Adversarial Robustness of Partitioned Quantum Classifiers

TL;DR

This paper investigates the adversarial robustness of partitioned quantum classifiers, analyzing how circuit cutting and teleportation techniques affect their vulnerability to adversarial attacks, with both theoretical and experimental insights.

Contribution

It introduces a study of adversarial robustness in partitioned quantum classifiers, linking perturbations to adversarial gates and providing theoretical and experimental analysis.

Findings

Perturbations in wire cutting and teleportation impact quantum classifier robustness.

A connection between adversarial perturbations and adversarial gates is established.

Both theoretical and experimental results demonstrate vulnerabilities and potential defenses.

Abstract

Adversarial robustness in quantum classifiers is a critical area of study, providing insights into their performance compared to classical models and uncovering potential advantages inherent to quantum machine learning. In the NISQ era of quantum computing, circuit cutting is a notable technique for simulating circuits that exceed the qubit limitations of current devices, enabling the distribution of a quantum circuit's execution across multiple quantum processing units through classical communication.
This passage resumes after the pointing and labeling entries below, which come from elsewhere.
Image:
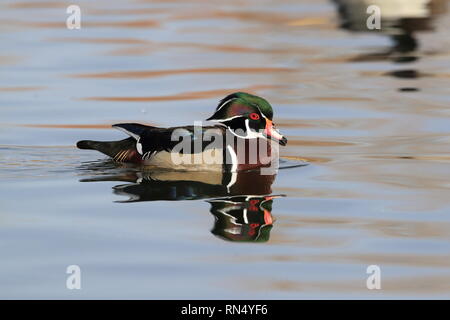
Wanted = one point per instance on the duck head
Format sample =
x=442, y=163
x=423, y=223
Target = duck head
x=247, y=116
In contrast, when quantum communication is available, teleportation-based methods can be used to support the distribution of the quantum circuit. We study the robustness of partitioned quantum classifiers to adversarial perturbations targeting wire cutting or quantum state teleportation and show a link between such perturbations and implementing adversarial gates within intermediate layers of a quantum classifier. We then proceed to study the latter problem from both a theoretical and experimental perspective.